Your copywriter will discuss with you the approach the piece needs to take and will also do a great deal of research to confirm the right decisions have been made. It means that the copy they write will speak directly to your target customer.

This level of research gives you reassurance that this element of the project has been taken care of. It means that when you are reading and assessing copy, you can pay close attention to the nitty gritty of the text such as:

  • accuracy
  • consistency
  • tone of voice
  • legal aspects.

The work put in during the research and discovery phase means it is likely that the first draft will be very close to delivering on its objective. Most copywriters allow for one or two rounds of amends in their price but others will be happy to discuss and amend until you are completely confident it speaks effectively to its target audience.

Once you have signed off the copy, it moves into the design phase (if this is required). During this phase, your copywriter will be on hand to work closely with your design team to make sure that copy and design and working together in harmony to deliver maximum impact and maximum returns.

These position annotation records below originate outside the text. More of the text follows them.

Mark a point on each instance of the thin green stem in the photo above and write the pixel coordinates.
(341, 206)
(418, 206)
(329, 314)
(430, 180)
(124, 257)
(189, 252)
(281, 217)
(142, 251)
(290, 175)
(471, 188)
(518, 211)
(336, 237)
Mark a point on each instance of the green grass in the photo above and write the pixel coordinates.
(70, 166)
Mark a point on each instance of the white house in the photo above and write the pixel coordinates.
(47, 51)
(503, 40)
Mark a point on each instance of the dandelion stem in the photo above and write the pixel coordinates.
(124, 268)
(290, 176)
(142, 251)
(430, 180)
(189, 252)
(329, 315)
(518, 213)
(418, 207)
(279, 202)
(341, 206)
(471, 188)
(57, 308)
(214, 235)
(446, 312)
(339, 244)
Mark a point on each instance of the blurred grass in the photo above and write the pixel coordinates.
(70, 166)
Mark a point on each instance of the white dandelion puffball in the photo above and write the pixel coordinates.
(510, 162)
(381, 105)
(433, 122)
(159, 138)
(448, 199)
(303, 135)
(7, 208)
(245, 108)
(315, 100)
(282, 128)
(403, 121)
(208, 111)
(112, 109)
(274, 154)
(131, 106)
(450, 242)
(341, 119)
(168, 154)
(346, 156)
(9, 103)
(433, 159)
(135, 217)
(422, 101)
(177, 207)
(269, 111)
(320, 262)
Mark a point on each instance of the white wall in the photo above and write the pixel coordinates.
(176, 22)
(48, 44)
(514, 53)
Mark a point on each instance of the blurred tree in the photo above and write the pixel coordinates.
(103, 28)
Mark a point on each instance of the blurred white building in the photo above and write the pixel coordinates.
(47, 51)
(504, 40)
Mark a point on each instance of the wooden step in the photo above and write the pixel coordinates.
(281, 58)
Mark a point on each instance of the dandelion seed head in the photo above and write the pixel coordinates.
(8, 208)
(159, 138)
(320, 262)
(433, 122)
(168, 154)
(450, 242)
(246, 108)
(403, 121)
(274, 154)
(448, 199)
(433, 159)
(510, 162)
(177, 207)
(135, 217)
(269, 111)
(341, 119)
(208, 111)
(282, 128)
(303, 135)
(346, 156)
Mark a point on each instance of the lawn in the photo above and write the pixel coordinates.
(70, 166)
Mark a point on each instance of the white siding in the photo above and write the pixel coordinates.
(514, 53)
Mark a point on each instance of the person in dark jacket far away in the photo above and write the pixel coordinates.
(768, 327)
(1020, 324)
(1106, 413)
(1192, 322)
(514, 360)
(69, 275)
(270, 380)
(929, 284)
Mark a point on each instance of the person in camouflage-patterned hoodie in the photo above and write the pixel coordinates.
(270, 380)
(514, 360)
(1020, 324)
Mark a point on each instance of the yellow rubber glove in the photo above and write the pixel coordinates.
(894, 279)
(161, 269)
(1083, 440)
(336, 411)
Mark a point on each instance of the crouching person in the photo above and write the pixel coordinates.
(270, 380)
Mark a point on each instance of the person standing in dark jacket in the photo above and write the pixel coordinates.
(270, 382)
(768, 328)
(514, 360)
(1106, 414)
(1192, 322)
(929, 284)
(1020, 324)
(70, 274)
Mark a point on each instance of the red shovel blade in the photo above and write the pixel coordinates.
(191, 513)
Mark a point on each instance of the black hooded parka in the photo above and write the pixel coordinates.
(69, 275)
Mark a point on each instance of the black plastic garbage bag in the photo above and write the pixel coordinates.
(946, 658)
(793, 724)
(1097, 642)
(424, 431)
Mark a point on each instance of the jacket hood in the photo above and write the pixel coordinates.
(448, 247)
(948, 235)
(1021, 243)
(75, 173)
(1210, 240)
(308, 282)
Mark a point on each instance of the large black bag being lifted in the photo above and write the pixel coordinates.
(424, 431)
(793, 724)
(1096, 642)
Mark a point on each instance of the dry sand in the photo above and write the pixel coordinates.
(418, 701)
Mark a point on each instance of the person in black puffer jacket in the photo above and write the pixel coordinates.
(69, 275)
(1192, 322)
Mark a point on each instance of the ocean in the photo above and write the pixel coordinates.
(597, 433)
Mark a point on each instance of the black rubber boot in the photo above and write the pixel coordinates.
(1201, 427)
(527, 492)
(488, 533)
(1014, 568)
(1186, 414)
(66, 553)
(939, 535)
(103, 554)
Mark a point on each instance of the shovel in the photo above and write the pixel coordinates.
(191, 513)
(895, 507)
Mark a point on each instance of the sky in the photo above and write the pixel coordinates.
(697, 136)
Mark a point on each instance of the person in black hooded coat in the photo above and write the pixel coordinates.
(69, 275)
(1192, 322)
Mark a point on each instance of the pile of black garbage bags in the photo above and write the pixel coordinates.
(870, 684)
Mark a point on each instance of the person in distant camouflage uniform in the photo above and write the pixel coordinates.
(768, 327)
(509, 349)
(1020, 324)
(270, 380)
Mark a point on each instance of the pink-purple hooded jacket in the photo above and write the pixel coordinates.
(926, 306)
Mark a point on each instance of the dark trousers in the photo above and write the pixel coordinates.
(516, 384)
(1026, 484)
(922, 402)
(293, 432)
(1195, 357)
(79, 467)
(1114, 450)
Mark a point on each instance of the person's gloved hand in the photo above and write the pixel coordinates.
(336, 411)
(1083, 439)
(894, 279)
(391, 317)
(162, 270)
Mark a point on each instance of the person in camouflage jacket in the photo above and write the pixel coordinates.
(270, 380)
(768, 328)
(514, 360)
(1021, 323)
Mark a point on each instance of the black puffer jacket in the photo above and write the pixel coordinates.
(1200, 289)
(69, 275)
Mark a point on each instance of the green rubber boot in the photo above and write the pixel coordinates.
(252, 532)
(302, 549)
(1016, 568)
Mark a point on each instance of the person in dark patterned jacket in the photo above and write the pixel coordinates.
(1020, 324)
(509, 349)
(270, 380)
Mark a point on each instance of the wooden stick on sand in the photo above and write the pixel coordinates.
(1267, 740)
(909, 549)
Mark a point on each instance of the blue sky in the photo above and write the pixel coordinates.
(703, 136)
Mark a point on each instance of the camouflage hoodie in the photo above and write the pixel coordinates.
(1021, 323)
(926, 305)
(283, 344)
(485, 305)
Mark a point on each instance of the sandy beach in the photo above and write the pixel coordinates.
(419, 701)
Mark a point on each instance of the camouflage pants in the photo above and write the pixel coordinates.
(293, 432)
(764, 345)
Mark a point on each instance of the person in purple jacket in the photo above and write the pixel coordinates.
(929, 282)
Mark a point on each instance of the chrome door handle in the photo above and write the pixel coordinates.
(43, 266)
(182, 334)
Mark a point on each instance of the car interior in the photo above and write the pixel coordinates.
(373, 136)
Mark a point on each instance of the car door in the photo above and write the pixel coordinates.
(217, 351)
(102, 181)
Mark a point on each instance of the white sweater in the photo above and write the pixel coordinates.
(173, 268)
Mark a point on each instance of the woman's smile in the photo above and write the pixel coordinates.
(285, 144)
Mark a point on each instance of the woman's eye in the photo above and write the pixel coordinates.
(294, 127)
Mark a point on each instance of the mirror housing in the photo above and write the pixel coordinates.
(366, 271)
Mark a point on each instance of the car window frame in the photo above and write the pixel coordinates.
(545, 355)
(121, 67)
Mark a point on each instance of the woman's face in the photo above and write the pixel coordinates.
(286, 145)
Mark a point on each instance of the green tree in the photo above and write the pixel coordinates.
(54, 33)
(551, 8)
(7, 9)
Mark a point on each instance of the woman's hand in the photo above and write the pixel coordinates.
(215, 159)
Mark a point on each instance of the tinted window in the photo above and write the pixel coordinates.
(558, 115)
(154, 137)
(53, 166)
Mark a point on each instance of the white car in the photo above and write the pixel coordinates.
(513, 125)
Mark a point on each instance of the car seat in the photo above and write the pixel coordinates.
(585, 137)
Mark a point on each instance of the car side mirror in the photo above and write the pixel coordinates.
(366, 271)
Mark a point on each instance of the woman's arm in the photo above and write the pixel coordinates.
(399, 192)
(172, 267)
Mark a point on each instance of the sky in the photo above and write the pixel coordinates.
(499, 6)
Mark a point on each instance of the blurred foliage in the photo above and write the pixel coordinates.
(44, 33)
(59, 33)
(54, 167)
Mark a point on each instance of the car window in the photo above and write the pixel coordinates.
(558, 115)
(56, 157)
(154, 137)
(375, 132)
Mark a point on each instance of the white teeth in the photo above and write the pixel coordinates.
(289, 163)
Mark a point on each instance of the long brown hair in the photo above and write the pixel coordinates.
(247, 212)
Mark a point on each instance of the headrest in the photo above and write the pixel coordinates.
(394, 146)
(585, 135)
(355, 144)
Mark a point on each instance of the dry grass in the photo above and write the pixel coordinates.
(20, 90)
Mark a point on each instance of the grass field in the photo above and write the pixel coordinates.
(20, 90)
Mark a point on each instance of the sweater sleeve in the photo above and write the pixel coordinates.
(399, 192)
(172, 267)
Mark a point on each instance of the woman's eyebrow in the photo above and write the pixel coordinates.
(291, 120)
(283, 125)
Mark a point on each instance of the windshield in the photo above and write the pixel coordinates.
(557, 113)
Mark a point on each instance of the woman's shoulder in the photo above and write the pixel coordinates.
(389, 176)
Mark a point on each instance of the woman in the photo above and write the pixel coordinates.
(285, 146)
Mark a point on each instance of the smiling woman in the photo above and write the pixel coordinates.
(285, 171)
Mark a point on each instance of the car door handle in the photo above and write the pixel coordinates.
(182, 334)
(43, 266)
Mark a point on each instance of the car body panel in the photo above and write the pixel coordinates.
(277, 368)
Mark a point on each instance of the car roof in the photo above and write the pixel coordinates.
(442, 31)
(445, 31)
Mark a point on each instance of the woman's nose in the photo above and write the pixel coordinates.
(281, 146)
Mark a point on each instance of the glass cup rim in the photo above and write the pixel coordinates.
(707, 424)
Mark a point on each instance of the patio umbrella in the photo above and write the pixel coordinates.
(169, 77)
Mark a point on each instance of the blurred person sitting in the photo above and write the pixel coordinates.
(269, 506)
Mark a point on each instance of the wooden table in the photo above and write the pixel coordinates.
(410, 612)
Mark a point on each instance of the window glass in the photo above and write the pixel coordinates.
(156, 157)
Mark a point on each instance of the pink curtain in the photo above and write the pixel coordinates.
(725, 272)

Stage three: testing and measuring

The aim of this phase is to measure results and assess how they could be improved.

This phase happens once the project has been launched. Your copywriter will work alongside your analytics team to look at user data and explore improvements that will enhance the results you get. This information be used to inform future projects.

How do you share this information with your copywriter?

Your copywriter will work with you in the way you feel most comfortable. If it’s easiest to chat things over while your copywriter makes notes, then do that. If you want to put together a formal written brief, then do that instead. Copywriters are great listeners and they love reading, so however you want to do it is fine. The most important thing is that you share as much information as you can. Your copywriter will be used to handling confidential information and to distilling the essence of what you say, so there is no need to worry about overloading them or sharing sensitive information. The more information you’re able to share, the better the result.